At times, nature can be so unpredictable and ephemeral. Being in the right spot to enjoy its splendor is a guessing game. However, when it comes to the Carrizo Plain, a unique, dramatic landscape was already in the bag. Those grasslands just required a little weather.

Tule elk traverse the foothills of the Caliente Mountains. | Credit: Chuck Graham

One of the more short-lived weather events across the Carrizo Plain is snow. Usually, a couple times each winter a light dusting of snow falls on the Caliente Mountains and Temblor Range. Storm clouds hang heavy over those rolling mountaintops, and by early to mid-morning the snow reveals itself. It’s then followed by tule fog: a cold, dense, wet blanket that hovers, hanging low below the mountains, but just above the plain. By the afternoon snow and fog is a memory across the grassland biome.

During this last recent bout of burly winter weather from February 23-25, I drove out to photograph winter’s fury on the Carrizo Plain. I almost didn’t recognize the typically stark landscape. Seventeen years of photographing these stunning grasslands, and I’ve never seen snow blanket this incredible habitat.

What usually is a 2.5-3-hour drive from the coast, became a 5-hour slog in snow and ice. I ignored a couple of road closures, and saw why they were in place. There were cars abandoned along the way, but as I plowed eastward, fishtailing along the route, I suddenly found myself driving out of the La Panza Range, and marveled at the scene along Soda Lake Road.

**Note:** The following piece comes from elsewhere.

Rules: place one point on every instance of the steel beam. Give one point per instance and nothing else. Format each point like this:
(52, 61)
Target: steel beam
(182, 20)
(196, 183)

Sunrise along Highway 58. | Credit: Chuck Graham

Property owners living on the plain are enduring flooding. The fortunate ones are living on “grassland islands” surrounded in water and that gooey, nearly impenetrable alkali mud. Walking out toward a herd of tule elk and a flock of migratory American avocets, I almost lost my trail shoes and sandals on each attempt. I came out of my footwear both times, nearly swallowed up by the mud.

At times the Carrizo Plain appeared like the Arctic tundra, cold and harsh, but utterly breathtaking. Dark-eyed juncos, Savannah sparrows, and horned larks probed the crunchy snow for seedlings. Through my binoculars I watched a pronghorn antelope reveling, prancing in the snow.

By noon the snow nearly vanished from the grasslands. Late afternoon shadows retreated into the mountains toward sunset. However, the Calientes and the Temblors hang onto their snow a bit longer, elevations ranging from 3,700 – 5,100 feet.

I was hanging on as well, soaking in a rare winter moment on the Carrizo Plain National Monument.